Reputation: 23833
I have the following table definition
CREATE TABLE _Table
(
[Pat] NVARCHAR(8),
[Codes] NVARCHAR(50),
[C1] NVARCHAR(6),
[C2] NVARCHAR(6),
[C3] NVARCHAR(6),
[C4] NVARCHAR(6),
[C5] NVARCHAR(6)
);
GO
INSERT INTO _Table ([Pat], [Codes], [C1], [C2], [C3], [C4], [C5])
VALUES
('Pat1', 'U212,Y973,Y982', null, null, null, null, null),
('Pat2', 'M653', null, null, null, null, null),
('Pat3', 'U212,Y973,Y983,Z924,Z926', null, null, null, null, null);
GO
Now, I would like to split the codes for each row and populate the Cn
columns so we end up with
Pat Codes C1 C2 C3 C4 C5
Pat1 'U212,Y973,Y982' U212 Y973 Y982 NULL NULL
Pat2 'M653' M653 NULL NULL NULL NULL
Pat3 'U212,Y973,Y983,Z924,Z926' U212 Y973 Y983 Z924 Z926
I am looking at dynamic SQL but is there a better way...

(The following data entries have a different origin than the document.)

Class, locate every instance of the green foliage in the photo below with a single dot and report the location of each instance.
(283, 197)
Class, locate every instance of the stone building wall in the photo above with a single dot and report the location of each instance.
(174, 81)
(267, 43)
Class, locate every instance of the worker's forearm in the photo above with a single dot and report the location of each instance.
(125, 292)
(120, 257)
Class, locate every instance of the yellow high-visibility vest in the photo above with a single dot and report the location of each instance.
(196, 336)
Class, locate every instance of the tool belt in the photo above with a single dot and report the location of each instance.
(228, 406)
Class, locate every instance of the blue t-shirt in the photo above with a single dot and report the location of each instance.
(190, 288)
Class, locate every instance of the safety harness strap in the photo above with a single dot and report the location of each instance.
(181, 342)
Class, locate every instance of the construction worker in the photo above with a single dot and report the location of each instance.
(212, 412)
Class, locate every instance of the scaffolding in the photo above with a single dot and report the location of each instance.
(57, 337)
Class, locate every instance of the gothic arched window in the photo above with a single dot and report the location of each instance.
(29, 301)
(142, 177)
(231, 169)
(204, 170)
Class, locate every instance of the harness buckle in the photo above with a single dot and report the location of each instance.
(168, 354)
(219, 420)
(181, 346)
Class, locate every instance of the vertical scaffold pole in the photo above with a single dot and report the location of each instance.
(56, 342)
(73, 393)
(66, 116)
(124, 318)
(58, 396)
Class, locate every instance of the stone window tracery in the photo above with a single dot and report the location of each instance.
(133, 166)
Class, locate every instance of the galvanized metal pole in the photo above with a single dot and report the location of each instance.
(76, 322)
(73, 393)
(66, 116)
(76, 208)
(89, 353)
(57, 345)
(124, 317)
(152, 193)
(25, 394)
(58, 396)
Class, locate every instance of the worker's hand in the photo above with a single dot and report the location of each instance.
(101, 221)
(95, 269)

I have started down the CTE route, but I am weak here. I am essentially looping, removing the first comma separated code and using left to get that code and selected it as C1
.
;WITH tmp([Pat], [Codes], [C1], [C2], [C3], [C4], [C5]) AS
(
SELECT
Pat,
STUFF(Codes, 1, CHARINDEX(',', Codes + ','), ''),
LEFT(Codes, CHARINDEX(',', Codes + ',') - 1),
[C2],
[C3],
[C4],
[C5]
FROM _Table
UNION all
SELECT
Pat,
STUFF(Codes, 1, CHARINDEX(',', Codes + ','), ''),
LEFT(Codes, CHARINDEX(',', Codes + ',') - 1),
[C2],
[C3],
[C4],
[C5]
FROM _Table
WHERE
Codes > ''
)
SELECT Pat, Codes, [C1], [C2], [C3], [C4], [C5]
FROM tmp
ORDER BY Pat
This works for one code, but how do I do all 5? Note, in practice this could increase to N codes.
Upvotes: 6
Views: 332
Reputation: 67291
My suggestion uses an updatable CTE and XML as splitter. XML allows to address each fragment by its position:
WITH updatableCTE AS
(
SELECT *
,CAST('<x>' + REPLACE(Codes,',','</x><x>') + '</x>' AS XML) AS CastedToXml
FROM _Table
)
UPDATE updatableCTE SET C1=CastedToXml.value('/x[1]','nvarchar(6)')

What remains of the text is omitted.